Киваю уверенно и привожу все свои доводы. Яр слушает с милой улыбкой, но так, снисходительно, то есть, сомнительно мне, что он услышал хоть слово.

— Я подумывал приставить к тебе охранника, но с недавних пор я больше не доверяю охране. Ты правильно подозреваешь, что приезд матери — только предлог, чтобы я мог перебраться к тебе поближе. Они попытаются взять реванш, Злата. А я попытаюсь им этого не позволить.

— Не понимаю, зачем им я.

— Здесь как раз все очень просто.

— Правда?

— Да, — поднимается с грацией льва, подкрадывается и рассматривает меня, медленно склоняя голову на один бок. Налюбовавшись — на другой. — Не так-то просто отнять у меня бизнес. Практически невозможно. По крайней мере, не им тягаться со мной. Мой бизнес — часть меня, это мои силы, мое время, моя молодость.

— А я?

— А ты — моя душа, мое сердце, мое дыхание. Но они это поняли раньше, чем я.

Мое дыхание обрывается. Сердце не бьется. Душа ушла в пятки.

Мне кажется, что я сплю, что стоит только открыть глаза и проснуться…

Но хочу ли я просыпаться?

Телефонный звонок избавляет меня от соблазна поверить. Он так вовремя и не вовремя одновременно. Яр о чем-то говорит, а я слышу его слова как фон, прокручивая в очередной раз и в очередной раз не веря — я душа, я дыхание, я его сердце…

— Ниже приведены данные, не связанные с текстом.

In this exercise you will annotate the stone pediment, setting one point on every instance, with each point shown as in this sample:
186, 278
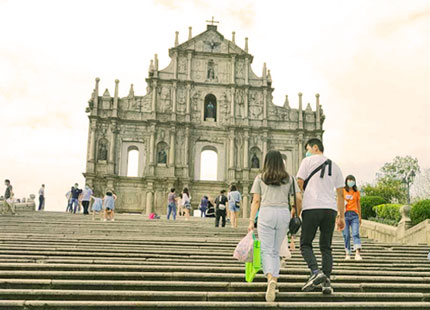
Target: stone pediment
211, 41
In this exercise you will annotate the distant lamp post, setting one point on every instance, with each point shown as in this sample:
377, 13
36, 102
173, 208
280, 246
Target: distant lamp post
408, 180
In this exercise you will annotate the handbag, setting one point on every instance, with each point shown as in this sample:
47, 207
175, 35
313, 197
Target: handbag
252, 268
295, 222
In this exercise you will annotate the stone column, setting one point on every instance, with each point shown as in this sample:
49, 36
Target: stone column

— Кто звонил? — отвлекаюсь от невозможного.

— Мой отец.

— Что хотел?

— Предлагал устроить ужин в домашней обстановке, ты ведь слышала.

Нет, не слышала, хотя он, наверное, что-то и говорил в этом духе. Да, сейчас вспоминается… было…

— Почему ты ему отказал?

— Я не отказывал. Предложил ресторан. Ты не любишь готовить.

— Только поэтому?

— Нет. Не только. — Обнимает меня, прижимает как ребенка, которому снится кошмар, убаюкивает тихим шепотом. — Я пообещал, что те люди никогда не появятся в твоем доме.

— Твой отец…

— Да, думаю, и он тоже.

— Почему?

— Это я и хочу узнать.

— Это ты заставил приехать мать? Она не сама воспылала вдруг материнскими чувствами?

— Ты права, я ее подтолкнул, спровоцировал, но ты помнишь, да? — что нельзя говорить Егору. Пусть думает, что она пыталась, что на самом деле хотела, чтобы он жил с ней. Мне пора собираться.

— Нам пора.

— Ты останешься дома.

— Ага, разбежалась! — выкручиваюсь из объятий, рассматриваю содержимое шкафа. Яр стоит за спиной, слышу его дыхание, чувствую его недовольство, но мне все равно. Я хочу посмотреть в глаза человеку, который притворялся пуделем при слоне, а сам оказался монстром. — Ты меня не удержишь!